Faniliğimizin düşünürü: Martin Heidegger

Martin Heidegger
Martin Heidegger

"Olanlar" arasındaki farklılığımıza vurgu yapan yirminci yüzyılın büyük filozofu Martin Heidegger, Nazi taraftarlığı kadar "varlığın unutulmuşluğu" teması etrafında ördüğü ve insana ait faniliğin çözümlenmesini amaçlayan hermenötiğiyle de dikkat çeker.

NE DÜŞÜNDÜ?

Yirminci yüzyılın belki de en önemli filozofu görülebilecek Martin Heidegger'in 1927‘de hocası Edmund Husserl'in editörlüğünü yaptığı Felsefe ve Fenomenolojik Araştırma Yıllığı'nda ayrı basım olarak yayımlanan Varlık ve Zaman'ı (Sein und Zeit) yayınlandığı günden bu yana etrafında oluşturduğu tartışma bağlamlarıyla modern felsefenin en gözde klasikleri arasına girmeyi başarır. Varlık ve Zaman'ın okunmasında efsanevi bir zorluk olduğu üzerinde durulur çünkü Heidegger kendine özgü bir sözdağarıyla bu eseri kaleme almış, yaygın felsefi kavramları da yine kendine özgü bir tarzda yorumlamıştır. Varlık ve Zaman, Sokrates'ten yirminci yüzyıla uzanan felsefi gelenek içinde "varlık sorusu"nun unutulduğu öngörüsü ya da iddiasıyla bu soruyu yeniden kazanmak amacıyla felsefi geleneği yıkmayı kendine amaç edinir. Varlığı anlamanın yolu ise elbette ilkin varlığı anlayanın anlaşılmasını gerektirir. Varlık sorusunun unutulmuşluğunun sebebini genelde "olmak"tan (sein) çok "olan"larla (seindes) ilgili düşünülmesinden kaynaklanır.
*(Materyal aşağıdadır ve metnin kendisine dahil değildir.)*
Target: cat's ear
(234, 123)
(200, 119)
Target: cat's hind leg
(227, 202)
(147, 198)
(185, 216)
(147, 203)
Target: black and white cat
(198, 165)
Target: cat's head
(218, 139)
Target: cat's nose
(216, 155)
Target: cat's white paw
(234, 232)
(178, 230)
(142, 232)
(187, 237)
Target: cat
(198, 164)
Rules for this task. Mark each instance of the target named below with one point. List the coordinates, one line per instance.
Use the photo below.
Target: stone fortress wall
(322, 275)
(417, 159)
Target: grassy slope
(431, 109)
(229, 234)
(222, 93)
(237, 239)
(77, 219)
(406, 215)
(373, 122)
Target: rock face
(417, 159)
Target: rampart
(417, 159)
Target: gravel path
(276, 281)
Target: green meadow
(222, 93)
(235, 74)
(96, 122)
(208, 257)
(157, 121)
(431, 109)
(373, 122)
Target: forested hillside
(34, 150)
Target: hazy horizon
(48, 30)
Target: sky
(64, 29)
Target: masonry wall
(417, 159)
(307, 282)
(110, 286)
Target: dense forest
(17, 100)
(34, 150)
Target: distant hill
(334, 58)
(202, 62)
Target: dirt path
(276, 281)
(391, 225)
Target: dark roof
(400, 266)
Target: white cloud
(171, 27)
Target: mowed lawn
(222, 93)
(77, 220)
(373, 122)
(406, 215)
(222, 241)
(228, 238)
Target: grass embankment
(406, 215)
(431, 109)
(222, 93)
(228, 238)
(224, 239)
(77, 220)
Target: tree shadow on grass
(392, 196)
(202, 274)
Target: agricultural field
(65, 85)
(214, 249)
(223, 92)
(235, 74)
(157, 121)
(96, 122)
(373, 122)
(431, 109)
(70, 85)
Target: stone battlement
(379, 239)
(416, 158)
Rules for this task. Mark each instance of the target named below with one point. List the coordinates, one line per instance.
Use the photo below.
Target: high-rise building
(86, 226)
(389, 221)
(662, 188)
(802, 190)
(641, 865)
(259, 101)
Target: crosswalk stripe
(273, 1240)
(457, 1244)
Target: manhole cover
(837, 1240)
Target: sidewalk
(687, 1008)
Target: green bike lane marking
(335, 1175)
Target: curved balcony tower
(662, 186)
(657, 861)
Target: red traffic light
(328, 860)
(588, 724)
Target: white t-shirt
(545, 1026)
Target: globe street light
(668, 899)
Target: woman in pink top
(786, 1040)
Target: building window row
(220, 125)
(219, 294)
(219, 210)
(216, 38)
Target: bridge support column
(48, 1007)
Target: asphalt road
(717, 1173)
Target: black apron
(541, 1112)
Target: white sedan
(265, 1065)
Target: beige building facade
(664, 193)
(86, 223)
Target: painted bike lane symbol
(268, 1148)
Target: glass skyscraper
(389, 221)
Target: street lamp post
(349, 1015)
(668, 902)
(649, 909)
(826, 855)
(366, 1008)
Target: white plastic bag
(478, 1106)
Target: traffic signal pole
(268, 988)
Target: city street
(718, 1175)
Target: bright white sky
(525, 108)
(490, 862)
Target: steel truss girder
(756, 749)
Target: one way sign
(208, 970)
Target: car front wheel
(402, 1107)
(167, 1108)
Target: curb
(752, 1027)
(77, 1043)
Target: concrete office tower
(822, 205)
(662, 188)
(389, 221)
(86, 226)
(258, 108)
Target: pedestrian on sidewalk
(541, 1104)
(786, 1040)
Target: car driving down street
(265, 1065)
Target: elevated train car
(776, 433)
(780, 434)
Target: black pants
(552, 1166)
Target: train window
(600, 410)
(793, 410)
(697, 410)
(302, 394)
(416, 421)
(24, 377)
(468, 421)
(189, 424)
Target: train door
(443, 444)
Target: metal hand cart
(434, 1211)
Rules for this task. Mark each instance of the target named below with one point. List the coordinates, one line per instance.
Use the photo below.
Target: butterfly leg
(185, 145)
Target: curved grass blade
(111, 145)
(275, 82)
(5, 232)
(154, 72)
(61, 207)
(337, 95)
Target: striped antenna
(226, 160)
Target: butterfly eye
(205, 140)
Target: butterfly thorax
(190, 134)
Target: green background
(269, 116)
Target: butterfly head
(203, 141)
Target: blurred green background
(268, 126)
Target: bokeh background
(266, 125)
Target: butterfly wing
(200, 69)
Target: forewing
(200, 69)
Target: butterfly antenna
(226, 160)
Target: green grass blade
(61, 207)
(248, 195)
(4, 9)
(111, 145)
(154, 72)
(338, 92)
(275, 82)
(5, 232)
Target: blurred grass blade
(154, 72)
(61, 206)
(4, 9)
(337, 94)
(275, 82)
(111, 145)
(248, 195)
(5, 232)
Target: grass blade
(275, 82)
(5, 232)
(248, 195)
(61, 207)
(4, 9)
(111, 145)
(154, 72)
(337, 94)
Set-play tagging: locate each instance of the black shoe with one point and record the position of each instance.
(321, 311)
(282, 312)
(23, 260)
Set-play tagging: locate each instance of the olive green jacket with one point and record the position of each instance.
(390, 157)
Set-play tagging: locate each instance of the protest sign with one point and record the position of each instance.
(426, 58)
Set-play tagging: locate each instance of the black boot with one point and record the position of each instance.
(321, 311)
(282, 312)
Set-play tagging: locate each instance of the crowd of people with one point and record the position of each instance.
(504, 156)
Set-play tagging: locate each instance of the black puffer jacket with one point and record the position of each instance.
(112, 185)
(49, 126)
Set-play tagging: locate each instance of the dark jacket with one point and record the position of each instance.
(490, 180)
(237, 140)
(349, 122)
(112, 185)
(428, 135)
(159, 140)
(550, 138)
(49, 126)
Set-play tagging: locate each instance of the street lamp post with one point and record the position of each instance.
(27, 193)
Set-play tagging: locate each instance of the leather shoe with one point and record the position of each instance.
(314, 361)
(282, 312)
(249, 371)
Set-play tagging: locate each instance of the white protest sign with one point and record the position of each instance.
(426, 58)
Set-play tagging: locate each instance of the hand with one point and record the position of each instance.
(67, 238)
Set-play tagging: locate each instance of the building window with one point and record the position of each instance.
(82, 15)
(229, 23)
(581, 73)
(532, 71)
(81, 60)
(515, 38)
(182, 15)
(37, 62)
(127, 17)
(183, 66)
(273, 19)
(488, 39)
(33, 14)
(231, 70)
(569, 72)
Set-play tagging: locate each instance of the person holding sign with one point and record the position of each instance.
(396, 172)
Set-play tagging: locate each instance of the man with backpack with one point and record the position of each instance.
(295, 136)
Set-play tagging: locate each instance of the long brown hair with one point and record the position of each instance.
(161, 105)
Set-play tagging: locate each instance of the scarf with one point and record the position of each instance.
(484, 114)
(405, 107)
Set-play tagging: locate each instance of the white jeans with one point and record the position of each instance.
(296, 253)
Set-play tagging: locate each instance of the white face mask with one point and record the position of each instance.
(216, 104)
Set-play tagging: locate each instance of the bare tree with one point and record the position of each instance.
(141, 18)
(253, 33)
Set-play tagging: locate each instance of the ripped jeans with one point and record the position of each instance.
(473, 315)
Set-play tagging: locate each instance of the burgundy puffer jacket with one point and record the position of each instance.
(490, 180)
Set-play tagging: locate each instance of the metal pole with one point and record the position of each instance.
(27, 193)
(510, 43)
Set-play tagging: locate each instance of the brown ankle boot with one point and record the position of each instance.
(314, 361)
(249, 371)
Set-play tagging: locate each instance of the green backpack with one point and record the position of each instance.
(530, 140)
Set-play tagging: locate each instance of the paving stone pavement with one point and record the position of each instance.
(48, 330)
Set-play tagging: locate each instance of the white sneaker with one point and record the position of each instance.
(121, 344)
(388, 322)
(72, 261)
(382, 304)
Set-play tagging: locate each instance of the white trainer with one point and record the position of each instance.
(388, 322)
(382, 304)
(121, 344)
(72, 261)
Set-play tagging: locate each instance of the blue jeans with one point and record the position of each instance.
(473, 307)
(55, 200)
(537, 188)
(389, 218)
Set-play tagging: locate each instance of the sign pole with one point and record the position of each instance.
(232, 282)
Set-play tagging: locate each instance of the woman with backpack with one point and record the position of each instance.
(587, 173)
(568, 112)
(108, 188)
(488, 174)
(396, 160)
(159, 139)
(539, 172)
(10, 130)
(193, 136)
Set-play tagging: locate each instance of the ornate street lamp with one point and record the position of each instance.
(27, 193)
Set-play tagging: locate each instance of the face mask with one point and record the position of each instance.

Oysa insan, olanların dünyasında çok özgül bir "olma" şeklidir. Felsefi girişiminin bir tür antropoloji olarak algılanma ihtimaline karşı "dasein" (orada-olma) olarak olanlardan ayırt ettiği insan Heidegger'in için "olan"la "olmak"ın kesiştiği bir düğüm noktasıdır. Bir insan için olmanın anlamı ise açıktır: zamanlı ya da başka bir deyişle fani (muvakkat, temporal) olma. Yani, sonlu bir yaşamda ölüme-doğru var olma. Daha kitabın ilk cümlesi bile analizin temel konusunun insan olduğunu işaret eder: "Analiz konusu olan var olan biz kendimiziz." İnsan varolmasını kısaca "varoluş" olarak diğer "olan"lardan ayırt eden Heidegger, varoluşun taşıdığı hayret, tasa, kaygı, sahihlik, dünyaya atılmışlık, dünya-içinde-olma, başkalarıyla-olma, metanet, vicdan, ölüme-doğru'luk, olagelme vb. hâlleri sorgulamaya koyulur. Varlığın unutulmuşluğu temasını Varlık ve Zaman'ı takip eden eserlerinde de sürdüren Heidegger'in teknoloji ile Batı metafiziğe yönelik eleştirileri ve "şiir"lemeleri de ilginç ve etkilidir.

NASIL DÜŞÜNDÜ?

Heidegger'in hocası Edmund Husserl'in fenomenolojisi, Dilthey ve Rickert kaynaklı hermenötik yorumlama şekilleri onun varoluş analitiği adını verdiği çözümlemelerinin kökeninde yer alır. Gerçi Heidegger, yaklaşımıyla hocası Husserl'in fenomenolojisinin birçok boyutunu ve bazı düşüncelerini boşa düşüren düşünceler taşısa da en azından kaygı ve hayret gibi daseinın sahihliğinin belirtilerini serimlerken bu yönteme sadık kaldığı öne sürülebilir. Husserl'in hayat-alanı (lebenswelt) kavramının "dünya-içinde-oluş" tasavvurunun geliştirilmesine epey katkı sağladığını da düşünebiliriz. Bunların haricinde sonradan Jacques Derrida'nın yapıbozum anlayışına imkân sağlayacak Destruktion (felsefe tarihinin tahribi), Almanca ve Grekçe içinde kendine özgü neolojizmleri de Heidegger'in düşünmesine yol gösterir. Sokrates öncesi Yunan felsefesinden, özellikle Parmenides ve Heraklit'ten kalan fragmanlardan, Platon ve Aristoteles'ten, Thomas Aquinas ve Meister Eickhart'tan yararlandığı kadar Descartes, Leibniz, Kant, Hegel, Nietzsche okumaları da Heidegger'in kendi yaklaşımını berraklaştırması bakımından önemlidir.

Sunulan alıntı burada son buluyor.